In the next talk, Tom Marshall will reveal the story behind the world’s largest operating collection of Stanley steam cars in “Selling American Innovation,” at 7 p.m. Thursday, March 3. The Marshall family of Yorklyn, Del., embraced the new technology of steam-powered automobiles with the first Stanley dealership in Delaware in 1910. Marshall and the Steam Team of steam automotive experts will share stories from his life growing up in a car family.
The program, in the Copeland Room of the Hagley Library, is free and open to the public. Reservations are appreciated at 302-658-2400 or at www.hagley.org. Participants should use Hagley’s Buck Road entrance. 
The majority of Hagley’s information on automobile advertising is from catalogs and print advertisements donated by Z. Taylor Vinson.
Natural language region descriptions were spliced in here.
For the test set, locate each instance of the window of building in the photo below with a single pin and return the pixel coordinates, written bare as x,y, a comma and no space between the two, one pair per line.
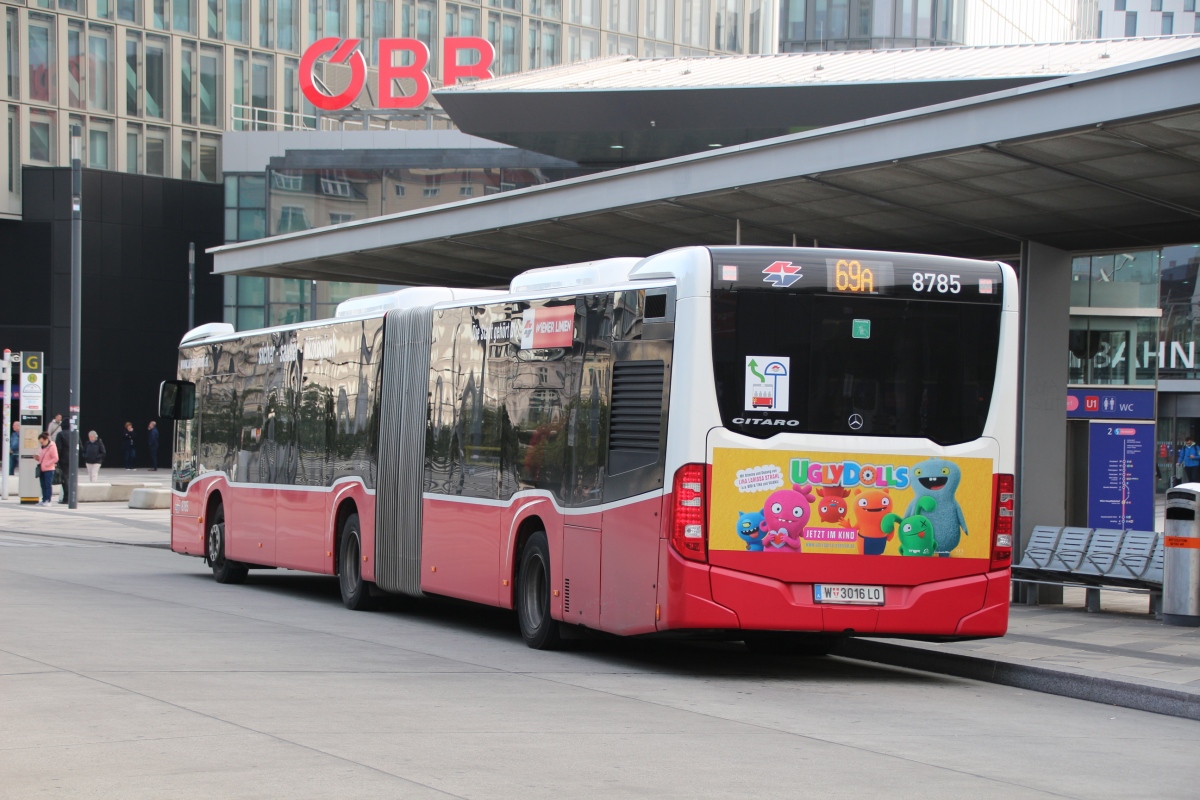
132,73
237,19
264,23
41,137
156,77
210,158
156,150
660,19
187,155
75,65
210,86
287,24
585,12
100,67
213,18
132,148
694,22
292,217
100,143
40,36
13,142
262,90
187,83
12,54
184,17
Vinson was a senior lawyer at the National Highway Traffic Safety Administration, who avidly collected automobile literature. His interest in automobile literature began at the age of four, when he was given a 1938 Ford Trade catalogue. From there, Vinson expanded his collection, even writing to British, French, Italian, and Czech embassies in Washington, D.C., to request the addresses of automakers in those countries from whom he could obtain literature. By the time of his death in 2009, Vinson had amassed more than 1,200 linear feet of automotive memorabilia, and documents covering 1,900 international automobile manufacturers from 1893 to 2009, including trade catalogs, books, artifacts, and magazines.